Perpanjangan JPU: 25 Maret 2026 s.d. 3 Mei 2026.
Penuntut Umum: 30 April 2026 s.d. 19 Mei 2026.
Perpanjangan Ketua PN: 20 Mei 2026 s.d. 18 Juni 2026.
Kini, setelah melewati serangkaian proses pelimpahan, statusnya telah resmi menjadi terdakwa di bawah hukum pidana.

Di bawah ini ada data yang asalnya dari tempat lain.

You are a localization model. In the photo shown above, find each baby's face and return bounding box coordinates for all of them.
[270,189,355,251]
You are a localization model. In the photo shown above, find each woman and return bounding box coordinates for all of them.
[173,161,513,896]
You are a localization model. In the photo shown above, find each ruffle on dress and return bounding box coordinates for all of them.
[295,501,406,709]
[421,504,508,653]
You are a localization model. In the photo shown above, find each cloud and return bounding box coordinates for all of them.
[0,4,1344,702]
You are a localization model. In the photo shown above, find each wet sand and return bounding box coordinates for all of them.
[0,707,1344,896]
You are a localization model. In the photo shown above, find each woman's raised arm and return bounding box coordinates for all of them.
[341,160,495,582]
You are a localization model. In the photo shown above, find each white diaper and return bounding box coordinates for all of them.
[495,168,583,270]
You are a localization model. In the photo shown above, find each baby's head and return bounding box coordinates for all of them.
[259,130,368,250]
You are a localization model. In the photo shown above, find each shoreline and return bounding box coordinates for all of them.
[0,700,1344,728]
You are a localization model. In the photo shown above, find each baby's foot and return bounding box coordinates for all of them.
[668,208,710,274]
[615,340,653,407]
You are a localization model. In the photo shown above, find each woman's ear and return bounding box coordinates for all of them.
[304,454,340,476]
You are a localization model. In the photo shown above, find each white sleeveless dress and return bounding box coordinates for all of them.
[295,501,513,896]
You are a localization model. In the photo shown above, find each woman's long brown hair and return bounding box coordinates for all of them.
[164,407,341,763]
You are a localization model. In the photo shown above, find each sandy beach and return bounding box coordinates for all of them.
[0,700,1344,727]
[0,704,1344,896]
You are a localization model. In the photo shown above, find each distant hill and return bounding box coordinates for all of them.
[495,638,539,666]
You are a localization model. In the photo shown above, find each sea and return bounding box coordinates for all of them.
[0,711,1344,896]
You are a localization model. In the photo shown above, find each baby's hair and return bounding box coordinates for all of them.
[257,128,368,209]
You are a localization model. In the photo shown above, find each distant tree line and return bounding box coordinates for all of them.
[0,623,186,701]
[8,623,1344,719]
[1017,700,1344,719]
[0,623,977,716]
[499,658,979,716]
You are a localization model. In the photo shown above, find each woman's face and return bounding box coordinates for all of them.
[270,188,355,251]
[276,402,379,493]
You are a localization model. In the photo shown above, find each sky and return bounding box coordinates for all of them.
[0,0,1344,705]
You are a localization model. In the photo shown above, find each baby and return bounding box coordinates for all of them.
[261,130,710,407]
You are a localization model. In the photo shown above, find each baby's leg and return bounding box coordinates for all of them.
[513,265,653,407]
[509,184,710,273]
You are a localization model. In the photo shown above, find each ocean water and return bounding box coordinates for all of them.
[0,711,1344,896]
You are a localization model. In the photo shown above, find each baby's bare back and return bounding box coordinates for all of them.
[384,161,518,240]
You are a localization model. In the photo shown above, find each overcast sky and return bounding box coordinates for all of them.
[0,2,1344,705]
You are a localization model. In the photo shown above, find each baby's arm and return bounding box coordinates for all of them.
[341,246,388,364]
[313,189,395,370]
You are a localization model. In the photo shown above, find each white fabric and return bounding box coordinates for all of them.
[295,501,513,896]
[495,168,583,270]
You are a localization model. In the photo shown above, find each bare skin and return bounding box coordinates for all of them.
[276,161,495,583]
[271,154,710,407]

JPU menjerat pria lulusan tidak tamat SMP ini dengan Pasal 477 ayat (1) huruf e dan f Undang-Undang Nomor 1 Tahun 2023 tentang Kitab Undang-Undang Hukum Pidana (KUHP Baru) terkait tindak pidana pencurian dengan pemberatan pada malam hari dengan cara merusak.
Persidangan keempat pada Kamis (9/7/2026) mendatang diprediksi akan menjadi salah satu sidang paling menentukan.
Kehadiran saksi petugas penangkap dari kepolisian akan membuka tabir rincian bagaimana taktik pembekukan Doni di atas dek Kapal Sabuk Nusantara 36.
Kesaksian ini sekaligus menjadi amunisi utama bagi Jaksa Penuntut Umum untuk memperkuat pembuktian materiil, mencocokkan kronologi penangkapan dengan barang bukti emas bernilai miliaran rupiah yang sempat berpindah tangan tersebut.